Auf mehr als 1.000 deutsche Studentenverbindungen kommen insgesamt etwa 150.000 Mitglieder, bestehend aus „aktiven“, d. h. studierenden Mitgliedern und sog. „Alten Herren“, also ehemaligen „Aktiven“, die mittlerweile im Berufsleben stehen und jährlich durch einen festen Betrag das Verbindungsleben finanzieren, der im unteren, mittleren oder oberen dreistelligen Bereich liegt. Damit ist in Deutschland etwa jeder 100. Student „korporiert“, also Mitglied in einer Studentenverbindung.
Was ist eine Studentenverbindung?
Eine Studentenverbindung ist ein fest organisierter Verbund aus aktiven und ehemaligen Studenten, die ein Leben lang freundschaftlich verbunden bleiben möchten. Das Ziel eines solchen Lebensbundes ist es, enge Kontakte oder besser, wahre Freundschaften zwischen den Studenten einer Generation und über Generationen hinweg zu ermöglichen, diese zu vertiefen und durch regelmäßige Treffen und Veranstaltungen am Leben zu halten. Meistens hält die Mitglieder einer Verbindung ein gemeinsames Prinzip zusammen, etwa eine bestimmte religiöse Ausrichtung oder ein gemeinsames Hobby. So gibt es zahlreiche katholische Studentenverbindungen und -vereine, einige christliche Studentenverbindungen und außerdem: Sängerschaften und Akademische Musikverbindungen, Turnerschaften, Jagdverbindungen und vieles mehr. Wieder andere Verbindungen nennen sich „Burschenschaften“, „Landsmannschaften“ oder „Corps“.

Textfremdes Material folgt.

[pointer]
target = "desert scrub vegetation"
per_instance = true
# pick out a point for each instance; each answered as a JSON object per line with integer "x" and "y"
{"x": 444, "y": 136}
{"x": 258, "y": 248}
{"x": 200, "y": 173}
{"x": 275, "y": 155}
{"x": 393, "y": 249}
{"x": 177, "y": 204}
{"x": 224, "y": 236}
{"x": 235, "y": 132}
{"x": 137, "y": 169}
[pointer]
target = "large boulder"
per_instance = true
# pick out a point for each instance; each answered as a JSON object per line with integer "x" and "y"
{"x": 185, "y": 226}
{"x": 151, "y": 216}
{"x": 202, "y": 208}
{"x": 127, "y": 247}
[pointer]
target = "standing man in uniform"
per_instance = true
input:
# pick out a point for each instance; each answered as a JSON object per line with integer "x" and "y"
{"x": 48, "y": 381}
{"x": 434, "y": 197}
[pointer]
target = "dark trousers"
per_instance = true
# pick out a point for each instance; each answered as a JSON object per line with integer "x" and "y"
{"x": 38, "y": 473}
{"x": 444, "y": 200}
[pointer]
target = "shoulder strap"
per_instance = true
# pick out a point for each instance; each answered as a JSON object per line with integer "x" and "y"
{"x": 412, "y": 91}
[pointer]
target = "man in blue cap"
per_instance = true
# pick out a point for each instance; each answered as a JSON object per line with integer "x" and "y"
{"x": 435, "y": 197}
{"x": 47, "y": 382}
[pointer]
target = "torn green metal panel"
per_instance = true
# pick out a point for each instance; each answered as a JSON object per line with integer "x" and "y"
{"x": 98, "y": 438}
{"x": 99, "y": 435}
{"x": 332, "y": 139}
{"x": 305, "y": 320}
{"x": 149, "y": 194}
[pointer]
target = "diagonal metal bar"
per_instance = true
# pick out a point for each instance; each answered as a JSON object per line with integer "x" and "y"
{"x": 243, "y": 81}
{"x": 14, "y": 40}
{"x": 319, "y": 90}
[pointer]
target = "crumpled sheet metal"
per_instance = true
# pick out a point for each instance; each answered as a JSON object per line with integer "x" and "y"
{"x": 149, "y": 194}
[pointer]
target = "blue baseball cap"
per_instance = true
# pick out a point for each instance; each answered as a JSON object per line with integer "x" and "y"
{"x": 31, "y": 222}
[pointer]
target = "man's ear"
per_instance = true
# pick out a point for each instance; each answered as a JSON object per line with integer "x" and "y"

Manchmal wird die Bezeichnung „Burschenschaft“ mit „Verbindung“ verwechselt. Diese beiden Titel sind aber keineswegs deckungsgleich. Nur 150 der insgesamt 1.000 Studentenverbindungen in Deutschland sind auch Burschenschaften. Während Burschenschaften, Landsmannschaften und Corps in der Regel mit scharfen Waffen Mensuren schlagen bzw. fechten, lehnen katholische und christliche Studentenverbindungen dies ab. Sie sind nicht-schlagend. Sämtliche Studentenverbindungen verbindet allerdings das Tragen oder Führen von „Farben“: Bei bestimmten Anlässen tragen Verbindungsstudenten Band, Mütze und/oder einen Zipfelbund, d. h. am Gürtel befestigt viele kleine farbige Schmuckanhänger, die befreundete Verbindungsstudenten untereinander tauschen. Bei besonderen und hochoffiziellen Anlässen, etwa bei einer Hochzeit oder einer Beerdigung, „chargieren“ Vertreter von Studentenverbindungen in bunten Uniformen. Und noch eines verbindet „Corpos“: Sie trinken gerne Bier.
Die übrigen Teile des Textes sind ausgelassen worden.